Con la nascita della Commedia dell’Arte si ha l’integrazione delle maschere e dei costumi ispirati alla tradizione collettiva che determinavano la rappresentazione dei vizi e delle virtù degli uomini, identificati in un certo tipo di personaggio come: il padrone, i servi, i rozzi o i sempliciotti, ma anche i furbi e gli imbroglioni. I protagonisti più famosi furono Arlecchino, Pulcinella, Colombina e Pantalone, i quali già dal 1700 intrattenevano la comunità durante le rappresentazioni della Commedia, ma anche durante la festa del Carnevale. Il Carnevale medievale, a differenza di quello rinascimentale, faceva del mascheramento un modo di entrare in contatto con un ‘mondo altro’, dove si presentava il tema dell’al di là, come ciò che è ignoto e non rappresentabile con cui era necessario entrare in contatto per assicurarsi un futuro prospero.

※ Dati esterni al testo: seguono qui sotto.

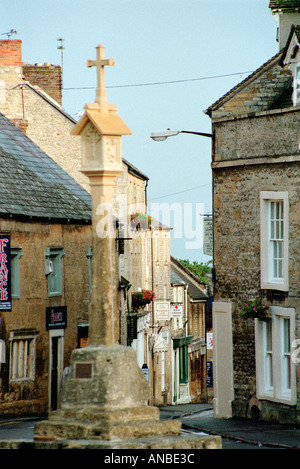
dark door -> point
(54, 373)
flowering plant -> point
(140, 221)
(254, 309)
(142, 298)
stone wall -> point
(237, 261)
(29, 311)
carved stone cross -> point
(100, 63)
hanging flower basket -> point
(141, 298)
(140, 221)
(254, 309)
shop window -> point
(54, 270)
(275, 367)
(15, 255)
(274, 240)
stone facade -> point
(256, 160)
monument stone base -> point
(105, 400)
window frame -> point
(268, 282)
(277, 392)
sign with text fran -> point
(56, 317)
(5, 273)
(162, 310)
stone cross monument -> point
(105, 396)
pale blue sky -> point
(189, 42)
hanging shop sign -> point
(176, 310)
(56, 317)
(5, 273)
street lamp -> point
(160, 136)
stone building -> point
(188, 307)
(45, 237)
(256, 168)
(31, 97)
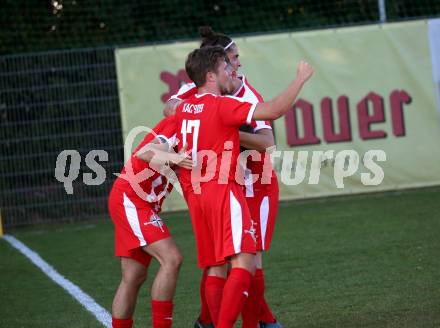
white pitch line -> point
(101, 314)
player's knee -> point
(173, 261)
(134, 278)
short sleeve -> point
(187, 90)
(235, 111)
(259, 125)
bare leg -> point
(170, 259)
(133, 276)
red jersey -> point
(248, 94)
(138, 180)
(209, 124)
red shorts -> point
(221, 223)
(263, 206)
(136, 226)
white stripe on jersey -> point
(133, 220)
(236, 222)
(170, 141)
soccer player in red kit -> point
(208, 123)
(134, 203)
(262, 198)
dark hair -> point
(201, 61)
(211, 38)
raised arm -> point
(278, 106)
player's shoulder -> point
(233, 98)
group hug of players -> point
(232, 213)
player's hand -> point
(183, 159)
(304, 71)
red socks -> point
(162, 313)
(122, 323)
(235, 294)
(251, 309)
(266, 314)
(214, 291)
(204, 316)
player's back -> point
(138, 180)
(208, 124)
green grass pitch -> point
(359, 261)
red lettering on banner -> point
(365, 119)
(370, 110)
(330, 135)
(293, 138)
(397, 100)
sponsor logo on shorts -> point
(156, 221)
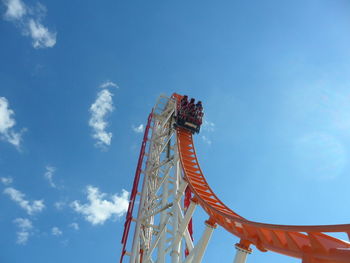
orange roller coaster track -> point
(309, 243)
(173, 185)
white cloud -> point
(41, 36)
(6, 124)
(31, 207)
(56, 231)
(108, 84)
(74, 226)
(99, 209)
(99, 109)
(6, 180)
(16, 9)
(28, 20)
(138, 129)
(49, 175)
(24, 225)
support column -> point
(242, 252)
(203, 243)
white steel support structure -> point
(161, 232)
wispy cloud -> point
(15, 9)
(31, 207)
(25, 226)
(138, 129)
(99, 207)
(75, 226)
(6, 180)
(99, 110)
(48, 175)
(7, 122)
(41, 35)
(108, 84)
(28, 19)
(55, 231)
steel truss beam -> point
(161, 232)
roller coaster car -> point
(189, 115)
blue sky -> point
(77, 81)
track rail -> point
(310, 243)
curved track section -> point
(310, 243)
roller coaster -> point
(173, 185)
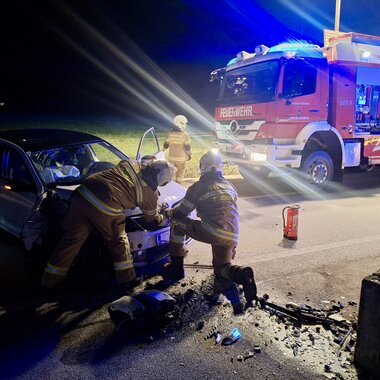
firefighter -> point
(215, 201)
(179, 144)
(99, 204)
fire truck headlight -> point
(258, 157)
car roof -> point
(45, 138)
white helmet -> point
(209, 162)
(164, 171)
(180, 121)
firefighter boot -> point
(242, 276)
(174, 271)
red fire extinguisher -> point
(291, 224)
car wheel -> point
(318, 168)
(250, 173)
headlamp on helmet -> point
(164, 171)
(180, 121)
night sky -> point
(139, 58)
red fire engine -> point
(297, 105)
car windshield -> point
(71, 164)
(252, 84)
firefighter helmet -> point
(180, 121)
(209, 162)
(164, 171)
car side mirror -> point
(19, 186)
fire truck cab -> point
(300, 106)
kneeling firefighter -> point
(215, 201)
(99, 204)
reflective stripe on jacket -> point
(215, 200)
(122, 187)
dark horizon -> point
(97, 58)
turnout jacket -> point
(179, 144)
(121, 187)
(215, 201)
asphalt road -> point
(337, 247)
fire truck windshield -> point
(251, 84)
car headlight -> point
(259, 156)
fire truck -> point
(301, 106)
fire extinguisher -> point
(291, 224)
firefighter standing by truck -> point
(214, 199)
(99, 204)
(179, 143)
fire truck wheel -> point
(250, 173)
(318, 168)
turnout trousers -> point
(80, 221)
(223, 251)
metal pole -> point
(337, 15)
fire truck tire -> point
(318, 168)
(249, 173)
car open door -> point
(149, 146)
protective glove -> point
(161, 217)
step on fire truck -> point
(297, 105)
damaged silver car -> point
(39, 169)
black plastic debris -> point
(125, 309)
(248, 354)
(145, 311)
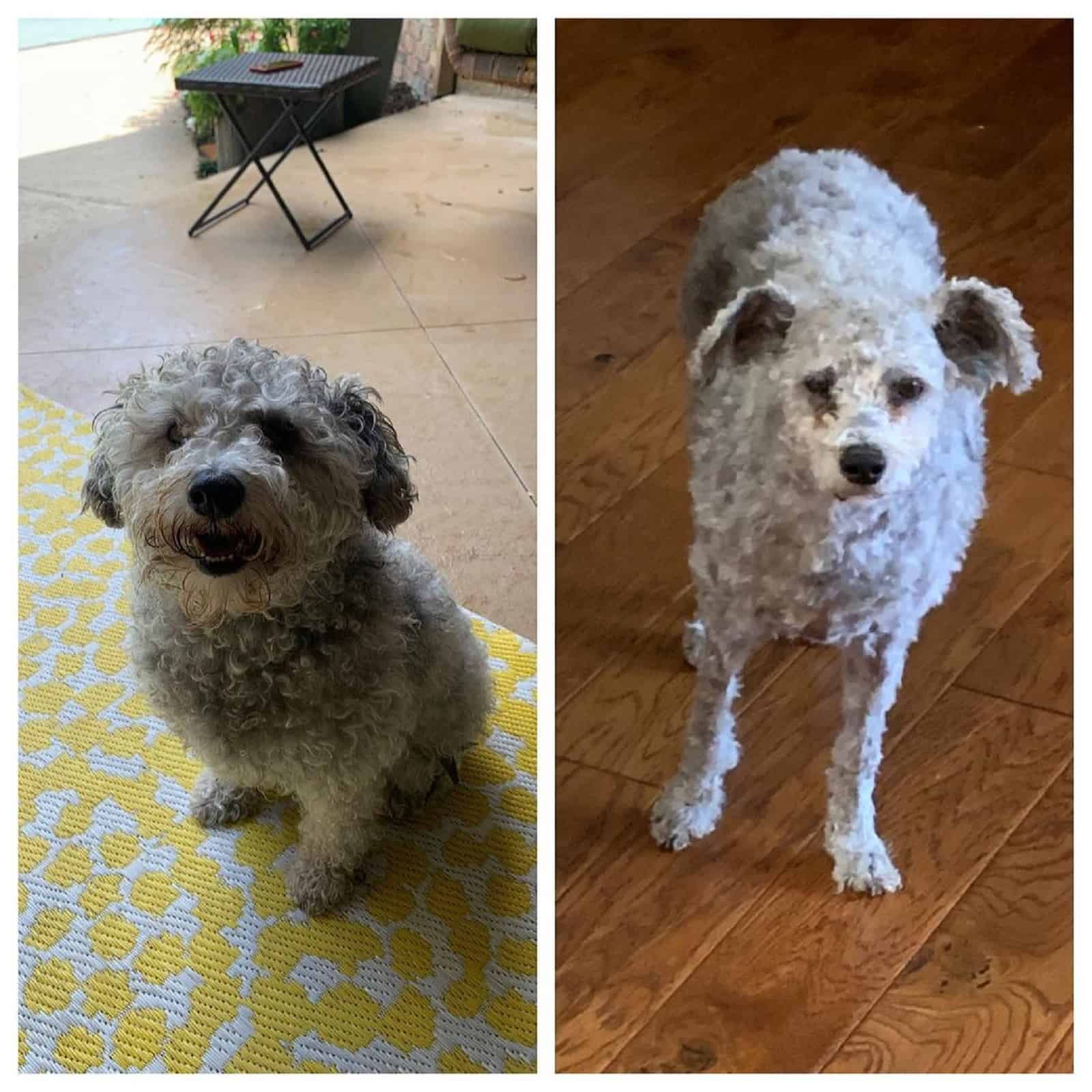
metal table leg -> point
(253, 156)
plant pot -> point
(257, 115)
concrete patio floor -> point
(429, 293)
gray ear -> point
(982, 331)
(753, 324)
(98, 491)
(388, 494)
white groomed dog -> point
(837, 448)
(294, 644)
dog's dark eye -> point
(280, 434)
(820, 382)
(906, 389)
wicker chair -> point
(507, 69)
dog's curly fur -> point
(820, 320)
(292, 642)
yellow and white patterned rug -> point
(147, 944)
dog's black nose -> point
(862, 463)
(214, 495)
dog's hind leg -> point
(870, 682)
(691, 803)
(414, 780)
(693, 642)
(216, 802)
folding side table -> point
(318, 80)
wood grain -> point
(1062, 1059)
(803, 969)
(662, 116)
(991, 988)
(1031, 659)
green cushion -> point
(516, 36)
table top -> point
(321, 74)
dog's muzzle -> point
(216, 495)
(862, 463)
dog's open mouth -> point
(222, 555)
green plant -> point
(322, 35)
(274, 35)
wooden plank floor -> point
(737, 955)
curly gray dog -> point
(281, 631)
(837, 448)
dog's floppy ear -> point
(982, 331)
(388, 494)
(755, 322)
(98, 491)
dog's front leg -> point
(870, 682)
(691, 802)
(338, 830)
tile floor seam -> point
(216, 341)
(482, 420)
(528, 493)
(76, 197)
(467, 326)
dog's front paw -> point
(214, 804)
(682, 813)
(317, 886)
(864, 865)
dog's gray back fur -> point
(332, 664)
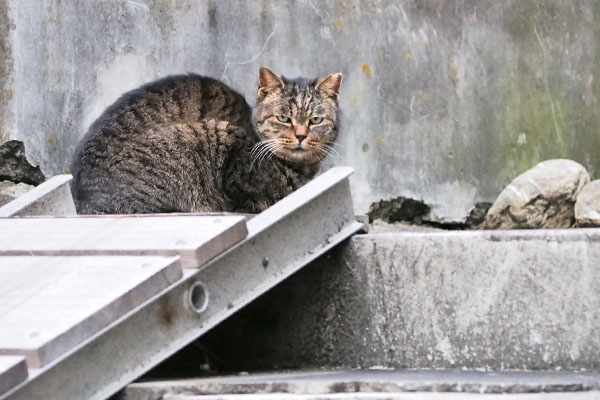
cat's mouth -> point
(298, 154)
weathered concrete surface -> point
(444, 101)
(387, 381)
(393, 396)
(475, 299)
(10, 191)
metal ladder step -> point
(280, 241)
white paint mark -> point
(124, 73)
(137, 4)
(251, 60)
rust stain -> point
(453, 67)
(367, 69)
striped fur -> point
(188, 143)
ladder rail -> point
(281, 240)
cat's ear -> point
(330, 85)
(267, 81)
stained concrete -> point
(328, 383)
(428, 299)
(392, 396)
(444, 102)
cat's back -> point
(147, 131)
(170, 100)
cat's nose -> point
(300, 134)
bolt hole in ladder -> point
(90, 303)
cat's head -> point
(297, 119)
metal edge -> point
(34, 195)
(120, 354)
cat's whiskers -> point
(259, 150)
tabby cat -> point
(189, 143)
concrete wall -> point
(444, 101)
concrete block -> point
(471, 299)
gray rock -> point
(15, 167)
(10, 191)
(587, 207)
(542, 197)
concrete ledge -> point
(476, 299)
(341, 384)
(391, 396)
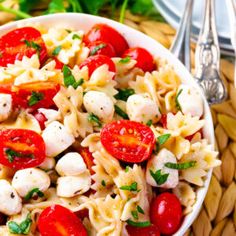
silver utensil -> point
(231, 5)
(181, 44)
(207, 58)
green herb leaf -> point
(30, 194)
(76, 36)
(95, 119)
(140, 209)
(138, 224)
(134, 214)
(35, 98)
(103, 183)
(163, 138)
(56, 50)
(32, 44)
(159, 177)
(125, 60)
(121, 113)
(123, 94)
(98, 47)
(149, 123)
(126, 169)
(22, 228)
(132, 187)
(177, 104)
(180, 166)
(69, 79)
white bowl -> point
(134, 38)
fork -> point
(207, 58)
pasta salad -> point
(96, 137)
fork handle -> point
(207, 51)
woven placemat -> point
(218, 214)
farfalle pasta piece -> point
(109, 211)
(69, 101)
(186, 195)
(205, 158)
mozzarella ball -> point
(99, 104)
(71, 164)
(141, 108)
(190, 101)
(5, 106)
(157, 162)
(10, 202)
(57, 138)
(27, 179)
(48, 164)
(70, 186)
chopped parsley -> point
(56, 50)
(138, 224)
(32, 44)
(95, 119)
(133, 187)
(123, 94)
(22, 228)
(159, 177)
(103, 183)
(134, 214)
(98, 47)
(35, 98)
(76, 36)
(69, 79)
(177, 104)
(149, 123)
(180, 166)
(125, 60)
(121, 113)
(140, 209)
(31, 193)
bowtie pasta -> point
(95, 136)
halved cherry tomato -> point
(105, 33)
(40, 117)
(96, 61)
(57, 220)
(166, 213)
(163, 121)
(21, 148)
(145, 231)
(59, 64)
(144, 59)
(101, 48)
(128, 141)
(88, 158)
(17, 43)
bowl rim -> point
(73, 19)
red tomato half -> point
(40, 117)
(57, 220)
(96, 61)
(105, 33)
(144, 59)
(128, 141)
(88, 158)
(21, 148)
(166, 213)
(101, 48)
(17, 43)
(145, 231)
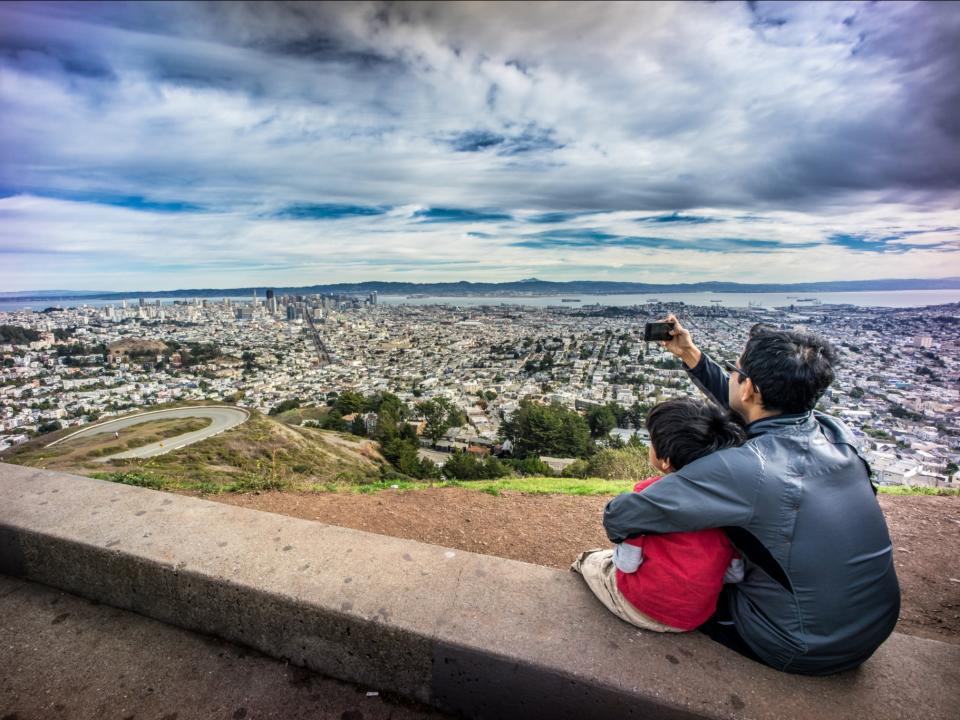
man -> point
(820, 592)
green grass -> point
(525, 485)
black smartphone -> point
(658, 331)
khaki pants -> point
(600, 574)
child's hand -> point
(734, 572)
(627, 557)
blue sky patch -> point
(459, 215)
(327, 211)
(676, 217)
(132, 202)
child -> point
(670, 583)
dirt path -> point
(552, 530)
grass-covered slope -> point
(260, 454)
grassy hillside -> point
(260, 454)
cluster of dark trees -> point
(193, 353)
(536, 429)
(16, 335)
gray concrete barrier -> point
(472, 634)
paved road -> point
(223, 418)
(63, 658)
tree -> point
(335, 421)
(466, 466)
(547, 430)
(601, 420)
(282, 407)
(358, 426)
(350, 401)
(402, 454)
(435, 415)
(440, 415)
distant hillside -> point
(530, 286)
(260, 454)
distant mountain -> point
(527, 287)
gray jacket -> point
(820, 592)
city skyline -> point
(171, 145)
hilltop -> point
(260, 454)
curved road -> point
(223, 418)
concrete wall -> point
(468, 633)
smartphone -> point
(658, 331)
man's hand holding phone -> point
(681, 344)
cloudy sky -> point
(159, 146)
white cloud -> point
(811, 126)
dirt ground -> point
(552, 530)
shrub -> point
(531, 466)
(464, 466)
(626, 464)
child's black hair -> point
(684, 430)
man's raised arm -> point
(705, 373)
(715, 491)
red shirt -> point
(681, 576)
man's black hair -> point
(790, 369)
(685, 429)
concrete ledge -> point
(468, 633)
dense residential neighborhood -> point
(897, 387)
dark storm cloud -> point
(714, 127)
(591, 237)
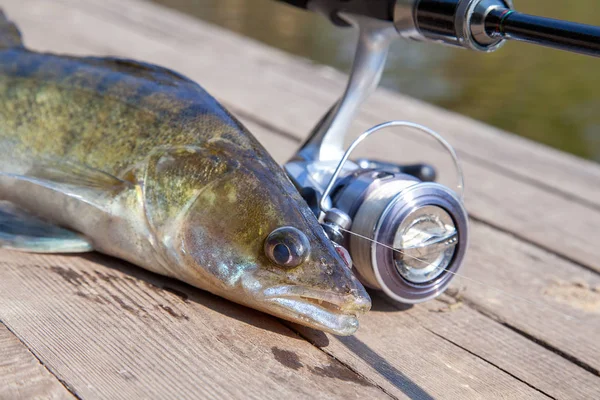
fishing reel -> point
(406, 234)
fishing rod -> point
(406, 234)
(482, 25)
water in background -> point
(547, 95)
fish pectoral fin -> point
(22, 231)
(76, 175)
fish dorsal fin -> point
(10, 36)
(22, 231)
(141, 69)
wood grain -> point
(110, 329)
(533, 291)
(397, 333)
(267, 86)
(21, 374)
(113, 331)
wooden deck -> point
(93, 327)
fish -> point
(139, 162)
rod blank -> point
(548, 32)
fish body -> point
(139, 162)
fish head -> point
(250, 237)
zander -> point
(139, 162)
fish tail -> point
(10, 36)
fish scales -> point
(139, 162)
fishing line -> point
(516, 297)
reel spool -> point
(406, 237)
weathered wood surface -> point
(107, 329)
(21, 374)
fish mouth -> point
(326, 311)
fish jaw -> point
(323, 310)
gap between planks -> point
(23, 375)
(542, 217)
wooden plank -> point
(21, 374)
(262, 86)
(113, 331)
(552, 308)
(399, 333)
(533, 291)
(541, 295)
(559, 308)
(470, 361)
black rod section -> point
(549, 32)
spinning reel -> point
(406, 234)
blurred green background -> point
(546, 95)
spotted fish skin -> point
(148, 167)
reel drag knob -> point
(409, 236)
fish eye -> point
(287, 247)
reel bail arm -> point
(406, 237)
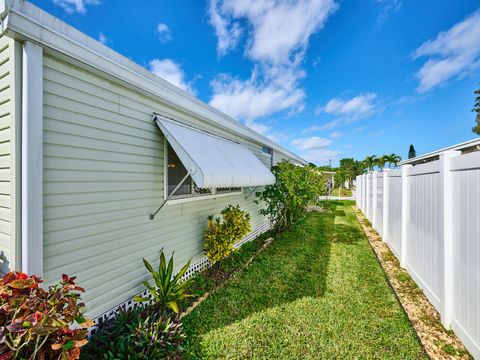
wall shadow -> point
(295, 266)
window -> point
(267, 151)
(176, 172)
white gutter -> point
(24, 21)
(32, 159)
(458, 147)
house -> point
(104, 163)
(329, 177)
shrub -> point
(144, 332)
(168, 289)
(35, 323)
(222, 235)
(295, 188)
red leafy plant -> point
(35, 323)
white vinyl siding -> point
(9, 241)
(103, 177)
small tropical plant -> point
(393, 159)
(295, 188)
(35, 323)
(143, 333)
(370, 162)
(222, 235)
(167, 290)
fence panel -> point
(424, 201)
(466, 205)
(394, 203)
(378, 219)
(370, 197)
(425, 230)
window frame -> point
(182, 198)
(270, 150)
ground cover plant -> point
(222, 234)
(341, 192)
(150, 330)
(317, 292)
(35, 322)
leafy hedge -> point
(295, 188)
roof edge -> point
(25, 21)
(422, 158)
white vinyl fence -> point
(429, 215)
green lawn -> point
(341, 192)
(316, 293)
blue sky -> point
(327, 79)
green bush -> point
(295, 188)
(141, 333)
(222, 235)
(168, 290)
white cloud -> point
(346, 111)
(321, 155)
(313, 142)
(277, 34)
(358, 107)
(251, 99)
(227, 30)
(451, 54)
(315, 149)
(172, 72)
(388, 7)
(335, 134)
(102, 38)
(79, 6)
(164, 32)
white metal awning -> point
(214, 162)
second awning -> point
(214, 162)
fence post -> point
(374, 200)
(448, 237)
(386, 199)
(405, 210)
(367, 194)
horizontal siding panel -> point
(5, 148)
(76, 153)
(5, 108)
(93, 198)
(117, 124)
(85, 131)
(5, 135)
(100, 176)
(4, 85)
(97, 187)
(103, 177)
(98, 165)
(5, 161)
(99, 144)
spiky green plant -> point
(167, 290)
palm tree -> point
(369, 162)
(393, 159)
(381, 161)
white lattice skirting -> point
(201, 263)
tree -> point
(295, 188)
(476, 108)
(393, 159)
(411, 152)
(381, 161)
(369, 162)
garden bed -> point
(316, 292)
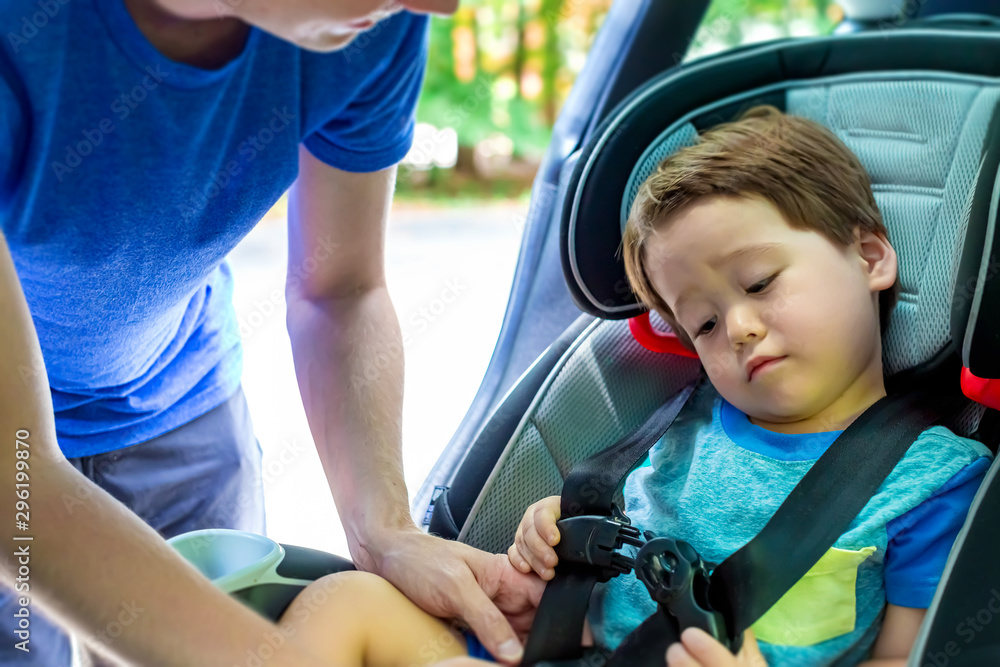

Le prime maschere, proprio per questo motivo, rappresentavano il Dio Dioniso, conosciuto per lo più come divinità protettrice dei vigneti e del vino, ma in realtà venerato in modo più esteso come Dio delle stagioni e della vegetazione Dioniso era considerato il Dio che torna dall’oltretomba, colui che nonostante il male ricevuto sia riuscito a rinascere e tornare a vivere. Nella maggior parte dei riti carnevaleschi italiani, ma anche europei, le maschere sono supportate anche dai campanacci i quali vengono posti sulla schiena, sui fianchi o al collo e, anch’essi di facile recupero, servivano a creare il rumore assordante e fastidioso necessario per risvegliare la terra e al contempo allontanare gli ‘spiriti negativi’ dell’inverno. Il Carnevale abruzzese   una volta era diffusissimo, attualmente il carnevale antico è rappresentato solo in alcuni comuni teatini e non tutti gli anni Castiglione Messer Marino, Schiavi d’Abruzzo, Vasto, San Vincenzo di Guardiagrele, Palombaro. Tra tutte le figure della festa, meritano particolare attenzione i Pulcinelli abruzzesi bianchi e colorati perché, oltre ad essere i più ancestrali, rivelano la natura semidivina del rinnovamento vegetale.